Adam rozejrzał się wokół siebie. Zza barierek umieszczonych na piętrze machała do nich Brooke, którą aktor dostrzegł wśród sączących drinki i rozmawiających ze sobą ludzi. Skierował swą rękę za siebie i uchwycił dłoń blondyna. Poprowadził go w stronę schodów połączonych z piętrem. Nie musiał długo szukać, by znaleźć paczkę przyjaciół z teatru. Gdy do nich dotarł, zwrócił się do blondyna.

- Moi przyjaciele z teatru. Musisz zapamiętać imiona wszystkich. - Odwrócił się w stronę znajomych. - To mój przyjaciel, Tommy Joe. - Krzyknął przez dźwięki muzyki.

Tommy obdarzył ludzi niepewnym uśmiechem. Przywitał się z nimi podobnie jak Adam. Przyjrzał się twarzom poszczególnych osób w czasie uścisku dłoni – każdego coś wyróżniało. Brooke – poznał ją już wcześniej – miała na głowie burzę brązowych loczków i intrygujące spojrzenie. Czarnoskóry Terrance – poza Tommy'm jedyny niepijący alkoholu wśród zgromadzonych – był bardzo krótko przystrzyżony. Sprawiał wrażenie, jakby cały czas spędzał na siłowni. Umięśnione ciało miało jednak piętę achillesową – dłonie były nadzwyczaj miękkie, a palce grube i krótkie. Sashę natomiast cechowała dzikość oczu. Dodatkowo mały irokez na środku głowy dodawał jej pazura. Podobnie jak Terrance miała ciemną karnację. Taylor sprawiał wrażenie, jakby odstawał od reszty – mleczna skóra i brokatowy makijaż zdawały się zupełnie do siebie nie pasować, lecz ze strojem obydwa szczegóły tworzyły nierozerwalną całość. Ta czwórka wyróżniała się najbardziej wśród całej ósemki. Oprócz nich w loży dla vipów zasiadali również: blondwłosa Alice z różowymi paznokciami; Kate z wyraźnymi odrostami; Martin – był partnerem Kate, co stwierdził Tommy, kiedy zauważył, że trzymają się za ręce; ostatni Lucas był najbardziej roześmianym facetem w paczce, jednak nie mógł on przebić Adama, który swoim śmiechem zarażał wszystkich wokół.
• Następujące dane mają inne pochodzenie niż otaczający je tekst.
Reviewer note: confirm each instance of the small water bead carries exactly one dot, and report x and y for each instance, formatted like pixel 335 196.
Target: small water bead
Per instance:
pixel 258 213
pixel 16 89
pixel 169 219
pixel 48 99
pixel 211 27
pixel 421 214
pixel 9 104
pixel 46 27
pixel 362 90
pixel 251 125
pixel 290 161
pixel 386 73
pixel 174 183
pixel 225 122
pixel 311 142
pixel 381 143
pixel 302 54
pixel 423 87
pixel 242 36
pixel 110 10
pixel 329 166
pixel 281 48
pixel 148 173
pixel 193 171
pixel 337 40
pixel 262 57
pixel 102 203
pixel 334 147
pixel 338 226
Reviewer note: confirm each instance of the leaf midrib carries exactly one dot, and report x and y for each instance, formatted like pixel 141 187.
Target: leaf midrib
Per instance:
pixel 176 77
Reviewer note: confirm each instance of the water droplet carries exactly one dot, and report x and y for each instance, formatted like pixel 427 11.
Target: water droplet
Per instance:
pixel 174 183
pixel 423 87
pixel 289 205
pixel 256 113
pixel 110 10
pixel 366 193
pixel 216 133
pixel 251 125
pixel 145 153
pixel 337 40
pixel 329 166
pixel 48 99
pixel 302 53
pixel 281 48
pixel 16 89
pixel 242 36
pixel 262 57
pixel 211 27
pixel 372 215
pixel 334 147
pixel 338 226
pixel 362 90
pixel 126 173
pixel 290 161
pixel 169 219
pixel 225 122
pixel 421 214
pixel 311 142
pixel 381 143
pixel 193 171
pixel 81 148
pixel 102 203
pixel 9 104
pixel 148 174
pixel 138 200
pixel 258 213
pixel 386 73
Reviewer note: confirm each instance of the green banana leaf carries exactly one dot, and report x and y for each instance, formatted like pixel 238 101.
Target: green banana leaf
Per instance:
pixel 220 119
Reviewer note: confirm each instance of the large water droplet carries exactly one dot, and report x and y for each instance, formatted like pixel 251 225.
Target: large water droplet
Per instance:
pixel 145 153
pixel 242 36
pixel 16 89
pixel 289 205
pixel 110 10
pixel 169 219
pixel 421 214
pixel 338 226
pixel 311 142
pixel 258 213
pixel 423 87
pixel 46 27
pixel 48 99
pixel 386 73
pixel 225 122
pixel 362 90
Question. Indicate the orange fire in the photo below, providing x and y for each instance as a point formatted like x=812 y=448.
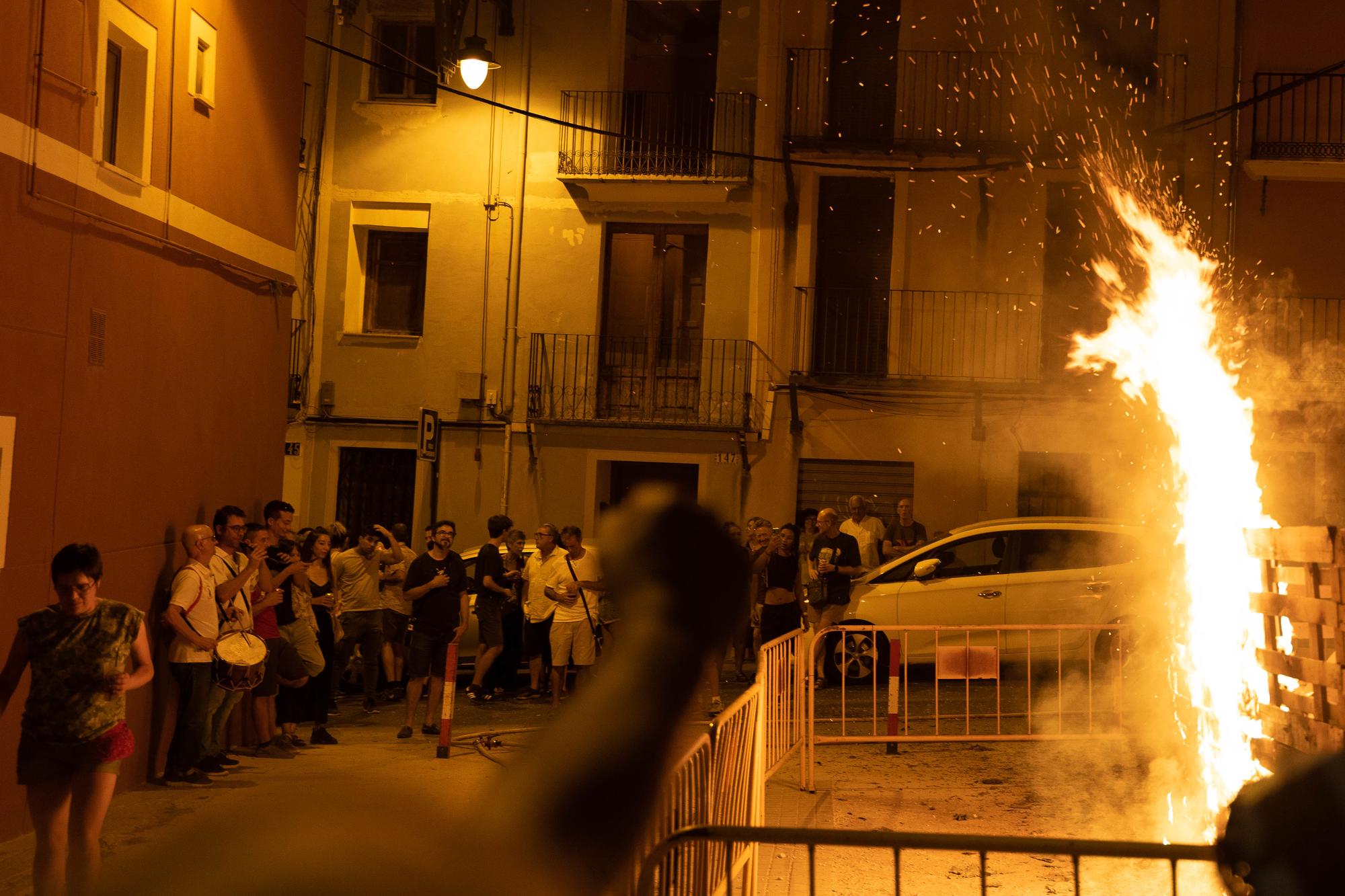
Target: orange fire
x=1163 y=345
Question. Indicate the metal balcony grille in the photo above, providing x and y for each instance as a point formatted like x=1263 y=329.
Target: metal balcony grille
x=918 y=334
x=949 y=101
x=700 y=384
x=1307 y=122
x=298 y=362
x=657 y=135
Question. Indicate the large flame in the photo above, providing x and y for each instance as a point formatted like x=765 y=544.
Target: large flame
x=1164 y=345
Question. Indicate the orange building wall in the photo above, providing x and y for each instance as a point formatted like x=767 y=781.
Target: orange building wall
x=189 y=409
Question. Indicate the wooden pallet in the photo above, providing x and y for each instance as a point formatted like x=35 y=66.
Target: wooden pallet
x=1303 y=580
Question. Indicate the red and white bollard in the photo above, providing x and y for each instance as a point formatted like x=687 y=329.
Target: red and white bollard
x=446 y=713
x=894 y=692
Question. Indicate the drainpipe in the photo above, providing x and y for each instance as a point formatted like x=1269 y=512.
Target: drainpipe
x=512 y=300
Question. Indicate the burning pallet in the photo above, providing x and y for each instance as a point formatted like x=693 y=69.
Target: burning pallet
x=1304 y=581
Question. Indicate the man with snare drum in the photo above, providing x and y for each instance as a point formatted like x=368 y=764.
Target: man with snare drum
x=236 y=575
x=194 y=618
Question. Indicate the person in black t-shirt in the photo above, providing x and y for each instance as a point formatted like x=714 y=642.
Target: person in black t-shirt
x=833 y=560
x=436 y=584
x=494 y=587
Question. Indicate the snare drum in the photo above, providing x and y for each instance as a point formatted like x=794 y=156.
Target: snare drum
x=240 y=661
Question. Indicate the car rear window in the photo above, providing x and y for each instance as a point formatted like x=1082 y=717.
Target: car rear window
x=1044 y=549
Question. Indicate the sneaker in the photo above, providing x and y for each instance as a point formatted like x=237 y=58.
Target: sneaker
x=190 y=778
x=322 y=736
x=271 y=749
x=210 y=767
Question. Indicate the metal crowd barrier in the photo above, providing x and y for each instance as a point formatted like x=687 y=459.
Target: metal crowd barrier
x=781 y=671
x=711 y=880
x=965 y=654
x=718 y=780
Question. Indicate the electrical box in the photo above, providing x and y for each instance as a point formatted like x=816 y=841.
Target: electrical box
x=469 y=386
x=328 y=395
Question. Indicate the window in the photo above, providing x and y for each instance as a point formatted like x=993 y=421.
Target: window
x=980 y=556
x=1046 y=549
x=1054 y=485
x=201 y=65
x=124 y=124
x=407 y=63
x=395 y=282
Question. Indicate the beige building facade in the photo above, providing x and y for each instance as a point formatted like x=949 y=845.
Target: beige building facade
x=770 y=256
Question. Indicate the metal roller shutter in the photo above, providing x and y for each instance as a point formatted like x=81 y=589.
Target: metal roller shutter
x=829 y=483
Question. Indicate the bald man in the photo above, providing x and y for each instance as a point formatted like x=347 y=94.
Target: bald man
x=194 y=619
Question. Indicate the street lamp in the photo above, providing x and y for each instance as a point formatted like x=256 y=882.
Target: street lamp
x=474 y=61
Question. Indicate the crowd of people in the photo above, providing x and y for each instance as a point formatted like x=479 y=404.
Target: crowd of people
x=299 y=607
x=802 y=572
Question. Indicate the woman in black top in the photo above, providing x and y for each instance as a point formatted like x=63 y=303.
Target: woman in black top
x=783 y=600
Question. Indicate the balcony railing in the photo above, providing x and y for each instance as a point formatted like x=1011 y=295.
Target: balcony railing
x=1307 y=334
x=699 y=384
x=662 y=136
x=917 y=334
x=950 y=101
x=1307 y=122
x=298 y=362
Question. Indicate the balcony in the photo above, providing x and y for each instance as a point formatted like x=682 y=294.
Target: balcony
x=937 y=101
x=917 y=334
x=1301 y=131
x=1304 y=335
x=656 y=136
x=691 y=384
x=299 y=354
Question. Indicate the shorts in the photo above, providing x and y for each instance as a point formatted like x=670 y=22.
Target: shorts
x=490 y=620
x=572 y=642
x=395 y=627
x=41 y=762
x=827 y=615
x=427 y=654
x=537 y=639
x=283 y=661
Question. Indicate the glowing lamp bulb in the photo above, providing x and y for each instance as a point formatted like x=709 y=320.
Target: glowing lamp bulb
x=475 y=61
x=474 y=73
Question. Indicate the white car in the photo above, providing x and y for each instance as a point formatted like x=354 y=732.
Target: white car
x=1005 y=572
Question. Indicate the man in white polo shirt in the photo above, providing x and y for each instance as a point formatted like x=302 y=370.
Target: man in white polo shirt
x=576 y=585
x=194 y=618
x=360 y=607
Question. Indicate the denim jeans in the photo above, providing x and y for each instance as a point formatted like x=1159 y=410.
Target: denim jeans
x=365 y=628
x=192 y=731
x=221 y=706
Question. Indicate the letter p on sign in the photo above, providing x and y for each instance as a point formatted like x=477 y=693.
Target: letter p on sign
x=428 y=444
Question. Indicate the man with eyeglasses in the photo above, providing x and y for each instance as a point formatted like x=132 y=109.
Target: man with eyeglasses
x=236 y=576
x=194 y=618
x=539 y=610
x=436 y=584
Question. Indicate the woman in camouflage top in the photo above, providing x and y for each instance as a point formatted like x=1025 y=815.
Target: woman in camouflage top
x=75 y=732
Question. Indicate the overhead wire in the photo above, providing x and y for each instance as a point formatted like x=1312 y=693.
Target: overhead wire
x=1186 y=124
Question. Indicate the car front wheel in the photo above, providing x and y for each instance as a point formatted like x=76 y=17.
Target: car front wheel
x=857 y=655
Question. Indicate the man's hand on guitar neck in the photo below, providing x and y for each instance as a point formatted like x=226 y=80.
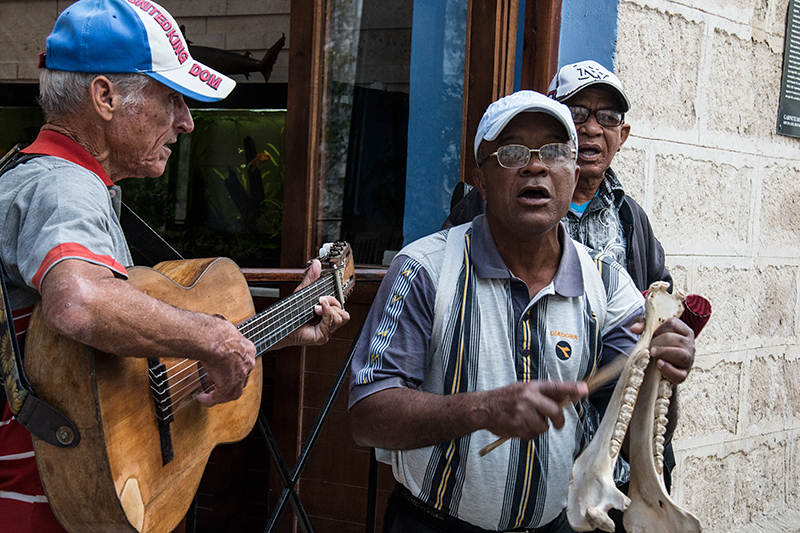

Przybyła para usiadła na środku sofy, gdy pozostali zrobili im miejsce. Tommy znalazł się między Adamem, a Terrance'm, natomiast Lambert siedział obok Brooke.

- Adam, zamówiliśmy ci cały stos Tequili, natomiast nie wiemy, co pije twój towarzysz! - Alice przekrzyczała muzykę i spojrzała porozumiewawczo na Brooke.

- Niestety, dzisiaj prowadzę. - Tommy postanowił włączyć się do rozmowy i pokazał brelok kluczy od samochodu Adama. Przyjaciel dał mu je wcześniej, gdyż po wypiciu znacznej ilości alkoholu trudno by mu było je odszukać.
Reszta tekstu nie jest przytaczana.